Novos artigos de dossiê debatem saúde mental, desigualdades de gênero e impactos da jornada 6x1

Publicado em 12 de Março de 2026 às 10h05. Atualizado em 12 de Março de 2026 às 11h22

O dossiê “Fim da Escala 6×1 e Redução da Jornada de Trabalho” publicou mais três textos que aprofundam o debate sobre os efeitos da organização do tempo de trabalho na vida da classe trabalhadora. Os 27º, 28º e 29º artigos da série abordam temas como saúde mental, desigualdades de gênero no trabalho de cuidados e os impactos da jornada exaustiva sobre determinados grupos sociais.

O 27º artigo, intitulado “Trabalho que fratura, jornada que adoece: saúde mental e os impactos da escala 6×1”, de autoria de Vanessa Silveira de Brito, discute a relação entre tempo de trabalho e saúde mental, destacando a escala 6×1 como um dispositivo de precarização. Segundo a autora, as jornadas prolongadas e escalas restritivas comprometem a saúde mental das trabalhadoras e dos trabalhadores e defende a redução da jornada e o direito ao tempo de viver como medidas fundamentais de cuidado e resistência. Acesse aqui.

Já o 28º artigo, “Fim da escala 6×1: e o trabalho de cuidados, como é que fica?”, de autoria de Élida Azevedo Hennington, apresenta uma reflexão teórica sobre a relação entre jornada de trabalho e desigualdades de gênero, com foco no trabalho de cuidados e na área de Saúde da Trabalhadora. O texto problematiza o papel historicamente atribuído às mulheres como cuidadoras e a divisão sexual do trabalho, destacando seus impactos na saúde física e mental. Leia aqui.

O 29º artigo, “O peso do trabalho e os corpos que aguentam: quem são os corpos que sustentam as estruturas da escala 6×1”, de autoria de Wanise Cabral Silva, Ludmila Rodrigues Antunes e Mariane Pereira Rodrigues, analisa o modelo de regulamentação da jornada de trabalho no Brasil e suas consequências no cotidiano laboral. 

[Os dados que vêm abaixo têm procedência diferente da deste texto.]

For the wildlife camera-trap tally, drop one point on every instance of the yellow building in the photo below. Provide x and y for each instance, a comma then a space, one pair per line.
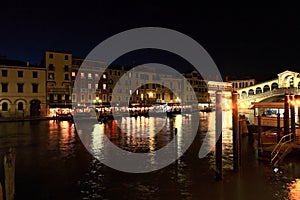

Para as autoras, a jornada de 44 horas semanais recai de forma desigual sobre determinados grupos sociais, que acabam sustentando o peso de um modelo de trabalho exaustivo. O texto busca identificar o perfil das trabalhadoras e dos trabalhadores submetidos à escala 6×1 e discutir como iniciativas como a proposta de emenda constitucional que trata do tema e o movimento Vida Além do Trabalho (VAT) podem contribuir para enfrentar a hiperexploração do tempo de trabalho. Confira aqui

Dossiê
Com o objetivo de ampliar o debate sobre o fim da escala 6x1 e a redução da jornada de trabalho, o Centro de Estudos Sindicais e de Economia do Trabalho (Cesit) do Instituto de Economia da Unicamp, a Rede de Estudos e Monitoramento da Reforma Trabalhista, o Departamento Intersindical de Estatística e Estudos Socioeconômicos (Dieese), o Grupo de Estudos e Pesquisas sobre o Trabalho do Departamento de Sociologia da UnB e o site “Democracia e Mundo do Trabalho em Debate” organizaram um dossiê com artigos que abordam o tema sob diferentes perspectivas.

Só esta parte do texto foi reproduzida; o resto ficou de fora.